Keramik – Sahara


Objekte aus gebrannter Erde sind mehreren Datierungsmethoden zugänglich; aufgrund ihrer weiten Verbreitung und der großen Mengen an gebrochener Fundmaterial
werden Keramikreste deshalb oft zur Altersbestimmung neolithischer und anderer prähistorischer Stationen benutzt.

Behälter aus Keramik stammen überwiegend aus der Blütezeit des Sahara-Neolithikums und späteren Perioden.
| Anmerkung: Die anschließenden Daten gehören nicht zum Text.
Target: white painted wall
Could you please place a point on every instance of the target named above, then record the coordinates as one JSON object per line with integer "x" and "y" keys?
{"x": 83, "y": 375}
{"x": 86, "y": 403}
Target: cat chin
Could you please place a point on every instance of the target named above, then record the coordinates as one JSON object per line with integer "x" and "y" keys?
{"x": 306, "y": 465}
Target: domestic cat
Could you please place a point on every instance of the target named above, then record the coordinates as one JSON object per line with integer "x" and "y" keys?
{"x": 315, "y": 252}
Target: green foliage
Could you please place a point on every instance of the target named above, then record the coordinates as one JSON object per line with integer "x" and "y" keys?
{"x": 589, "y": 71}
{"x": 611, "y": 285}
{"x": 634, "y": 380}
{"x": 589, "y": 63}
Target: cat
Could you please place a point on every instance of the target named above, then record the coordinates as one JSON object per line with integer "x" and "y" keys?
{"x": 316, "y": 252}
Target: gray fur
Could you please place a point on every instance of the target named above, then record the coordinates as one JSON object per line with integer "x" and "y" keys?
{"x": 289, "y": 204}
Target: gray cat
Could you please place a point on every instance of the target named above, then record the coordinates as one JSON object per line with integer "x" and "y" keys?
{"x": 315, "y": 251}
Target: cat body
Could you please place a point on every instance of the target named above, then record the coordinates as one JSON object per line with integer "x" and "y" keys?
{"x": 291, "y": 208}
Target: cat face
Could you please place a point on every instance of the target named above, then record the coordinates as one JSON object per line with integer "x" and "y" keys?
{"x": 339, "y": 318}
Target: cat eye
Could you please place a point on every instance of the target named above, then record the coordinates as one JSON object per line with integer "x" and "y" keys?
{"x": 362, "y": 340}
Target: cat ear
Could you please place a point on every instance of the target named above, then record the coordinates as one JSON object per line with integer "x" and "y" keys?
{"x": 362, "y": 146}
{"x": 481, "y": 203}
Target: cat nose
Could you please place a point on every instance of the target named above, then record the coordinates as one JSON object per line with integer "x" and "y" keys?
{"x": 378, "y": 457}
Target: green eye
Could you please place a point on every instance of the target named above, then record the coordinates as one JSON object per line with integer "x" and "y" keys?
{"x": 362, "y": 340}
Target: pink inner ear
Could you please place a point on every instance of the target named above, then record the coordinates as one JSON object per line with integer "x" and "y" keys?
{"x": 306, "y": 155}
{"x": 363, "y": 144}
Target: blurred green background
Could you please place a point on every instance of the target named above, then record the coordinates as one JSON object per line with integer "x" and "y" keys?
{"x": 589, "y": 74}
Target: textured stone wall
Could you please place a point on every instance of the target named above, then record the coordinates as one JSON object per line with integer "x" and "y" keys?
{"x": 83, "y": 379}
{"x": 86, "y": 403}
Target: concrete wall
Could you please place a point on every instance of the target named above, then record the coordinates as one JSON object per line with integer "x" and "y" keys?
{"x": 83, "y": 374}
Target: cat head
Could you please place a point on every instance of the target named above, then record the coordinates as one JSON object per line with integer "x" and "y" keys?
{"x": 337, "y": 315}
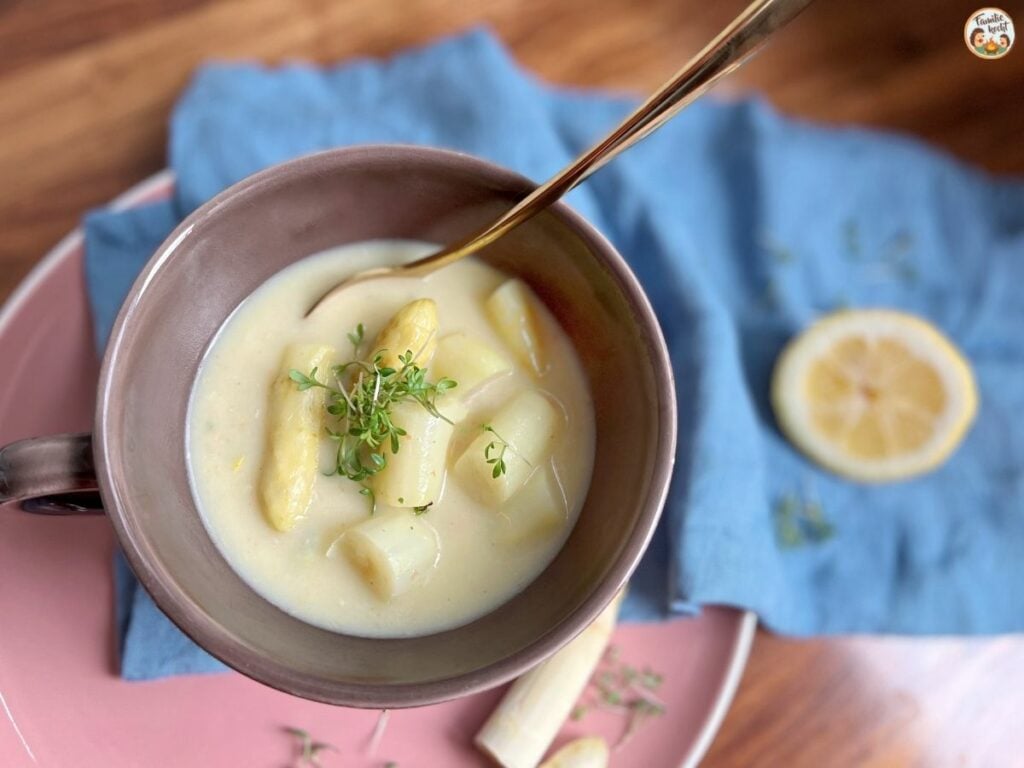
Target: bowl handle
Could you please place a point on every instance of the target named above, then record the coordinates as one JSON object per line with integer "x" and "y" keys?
{"x": 51, "y": 475}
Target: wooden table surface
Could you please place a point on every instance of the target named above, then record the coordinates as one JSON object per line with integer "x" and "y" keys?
{"x": 85, "y": 91}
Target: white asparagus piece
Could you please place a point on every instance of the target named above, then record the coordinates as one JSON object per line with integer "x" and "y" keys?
{"x": 295, "y": 421}
{"x": 412, "y": 329}
{"x": 537, "y": 511}
{"x": 415, "y": 475}
{"x": 534, "y": 710}
{"x": 527, "y": 424}
{"x": 467, "y": 360}
{"x": 588, "y": 752}
{"x": 513, "y": 309}
{"x": 392, "y": 552}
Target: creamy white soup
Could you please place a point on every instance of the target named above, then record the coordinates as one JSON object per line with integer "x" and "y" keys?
{"x": 293, "y": 422}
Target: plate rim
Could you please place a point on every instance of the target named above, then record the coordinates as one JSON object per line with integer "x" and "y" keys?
{"x": 743, "y": 639}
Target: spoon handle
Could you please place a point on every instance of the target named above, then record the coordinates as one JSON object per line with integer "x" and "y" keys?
{"x": 734, "y": 44}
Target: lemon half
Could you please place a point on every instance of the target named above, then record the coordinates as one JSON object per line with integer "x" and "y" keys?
{"x": 873, "y": 394}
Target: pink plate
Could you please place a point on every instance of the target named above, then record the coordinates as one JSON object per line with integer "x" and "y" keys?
{"x": 62, "y": 701}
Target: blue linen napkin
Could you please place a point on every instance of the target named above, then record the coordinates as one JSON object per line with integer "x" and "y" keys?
{"x": 743, "y": 226}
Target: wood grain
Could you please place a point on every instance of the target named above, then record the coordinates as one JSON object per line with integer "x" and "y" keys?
{"x": 85, "y": 91}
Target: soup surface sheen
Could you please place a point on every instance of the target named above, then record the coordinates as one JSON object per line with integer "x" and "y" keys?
{"x": 304, "y": 570}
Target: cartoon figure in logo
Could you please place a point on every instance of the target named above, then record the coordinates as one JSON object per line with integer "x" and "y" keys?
{"x": 978, "y": 40}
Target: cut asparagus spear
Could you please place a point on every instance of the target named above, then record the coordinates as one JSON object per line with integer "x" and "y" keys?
{"x": 413, "y": 329}
{"x": 534, "y": 710}
{"x": 293, "y": 439}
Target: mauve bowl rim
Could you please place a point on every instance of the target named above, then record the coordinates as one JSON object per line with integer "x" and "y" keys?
{"x": 208, "y": 633}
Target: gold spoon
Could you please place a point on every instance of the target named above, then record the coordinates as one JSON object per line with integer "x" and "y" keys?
{"x": 734, "y": 44}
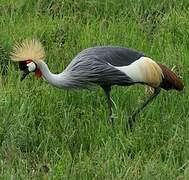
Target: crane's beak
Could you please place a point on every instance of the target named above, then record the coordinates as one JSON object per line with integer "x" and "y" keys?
{"x": 24, "y": 73}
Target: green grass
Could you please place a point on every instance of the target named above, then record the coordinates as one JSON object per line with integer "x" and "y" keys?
{"x": 67, "y": 131}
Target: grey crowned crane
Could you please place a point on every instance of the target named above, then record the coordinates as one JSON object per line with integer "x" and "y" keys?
{"x": 103, "y": 65}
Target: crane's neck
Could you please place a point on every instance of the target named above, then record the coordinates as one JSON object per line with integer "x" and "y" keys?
{"x": 59, "y": 80}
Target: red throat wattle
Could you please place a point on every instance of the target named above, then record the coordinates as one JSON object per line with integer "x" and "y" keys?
{"x": 38, "y": 73}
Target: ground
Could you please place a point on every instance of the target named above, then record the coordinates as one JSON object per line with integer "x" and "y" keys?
{"x": 50, "y": 133}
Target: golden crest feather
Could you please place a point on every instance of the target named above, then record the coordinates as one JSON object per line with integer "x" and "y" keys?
{"x": 28, "y": 49}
Die Frage in welchem Ausmaß prähistorische Bewohner der Sahara Keramikgefäße benutzten und ob sie ein Indiz für eine stationäre Lebensweise sind ist unklar, doch ist
sehr wahrscheinlich, dass Holzgefäße neben Tonbehälter im Gebrauch waren.
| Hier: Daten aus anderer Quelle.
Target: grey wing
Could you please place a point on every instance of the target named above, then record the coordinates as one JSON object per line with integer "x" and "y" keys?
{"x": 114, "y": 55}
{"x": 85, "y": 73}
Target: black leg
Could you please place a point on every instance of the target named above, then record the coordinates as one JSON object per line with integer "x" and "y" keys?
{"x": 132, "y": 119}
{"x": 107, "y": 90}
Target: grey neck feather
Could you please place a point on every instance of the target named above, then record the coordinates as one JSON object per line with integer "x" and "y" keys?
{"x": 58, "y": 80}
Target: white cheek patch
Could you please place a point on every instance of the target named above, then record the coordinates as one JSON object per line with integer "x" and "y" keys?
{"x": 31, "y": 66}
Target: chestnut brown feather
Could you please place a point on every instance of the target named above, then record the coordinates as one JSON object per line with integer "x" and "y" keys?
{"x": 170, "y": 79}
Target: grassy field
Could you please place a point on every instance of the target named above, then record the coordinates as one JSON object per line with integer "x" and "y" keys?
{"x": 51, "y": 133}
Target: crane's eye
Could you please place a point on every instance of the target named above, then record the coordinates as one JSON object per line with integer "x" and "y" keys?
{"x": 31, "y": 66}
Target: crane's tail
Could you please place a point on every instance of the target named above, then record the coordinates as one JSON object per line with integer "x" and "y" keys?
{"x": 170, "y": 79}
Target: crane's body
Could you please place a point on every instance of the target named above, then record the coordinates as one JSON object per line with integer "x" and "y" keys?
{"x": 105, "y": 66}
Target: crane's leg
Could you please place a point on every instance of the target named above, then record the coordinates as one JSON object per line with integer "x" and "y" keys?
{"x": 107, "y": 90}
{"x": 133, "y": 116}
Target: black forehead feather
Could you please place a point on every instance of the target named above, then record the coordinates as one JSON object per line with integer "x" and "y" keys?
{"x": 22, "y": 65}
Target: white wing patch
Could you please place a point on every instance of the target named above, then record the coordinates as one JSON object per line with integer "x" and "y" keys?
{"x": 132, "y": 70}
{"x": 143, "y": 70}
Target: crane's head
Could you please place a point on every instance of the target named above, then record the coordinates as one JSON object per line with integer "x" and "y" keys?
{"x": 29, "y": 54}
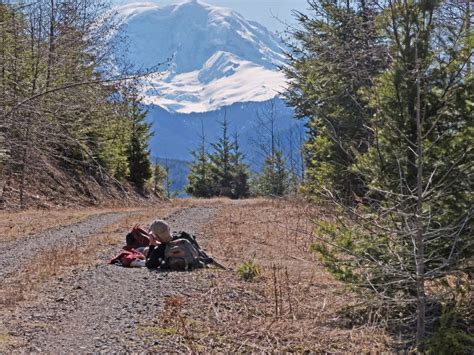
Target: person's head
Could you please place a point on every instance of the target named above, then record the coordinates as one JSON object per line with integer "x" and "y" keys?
{"x": 161, "y": 230}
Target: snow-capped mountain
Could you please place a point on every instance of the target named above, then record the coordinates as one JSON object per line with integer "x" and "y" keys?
{"x": 216, "y": 57}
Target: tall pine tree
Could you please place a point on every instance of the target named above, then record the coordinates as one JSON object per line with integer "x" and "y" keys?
{"x": 138, "y": 155}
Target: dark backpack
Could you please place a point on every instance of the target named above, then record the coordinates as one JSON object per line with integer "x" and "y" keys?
{"x": 181, "y": 253}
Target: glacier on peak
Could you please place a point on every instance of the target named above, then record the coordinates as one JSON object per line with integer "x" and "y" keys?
{"x": 217, "y": 56}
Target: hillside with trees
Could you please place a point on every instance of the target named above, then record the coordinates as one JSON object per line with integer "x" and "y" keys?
{"x": 387, "y": 87}
{"x": 70, "y": 131}
{"x": 357, "y": 237}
Ihre Verwendungsbereiche überschneiden sich nur partiell. Abgesehen davon dass Holzgefäße nicht über Feuer erhitzt werden können, quillt das Material schnell
und Wasser verliert schnell seinen Geschmack. Dagegen sind poröse Keramikgefäße sind sehr gut geeignet Wasser über längere Zeit genießbar und durch die Verdunstung
an der Gefäßoberfläche auch kühl aufzubewahren.

Fundzusammenhänge belegen, dass abgesehen von der Nahrungszubereitung und Wasseraufbewahrung die hauptsächliche Funktion in der Speicherung nur saisonal
verfügbarer pflanzlicher Nahrungsmittel zu suchen ist.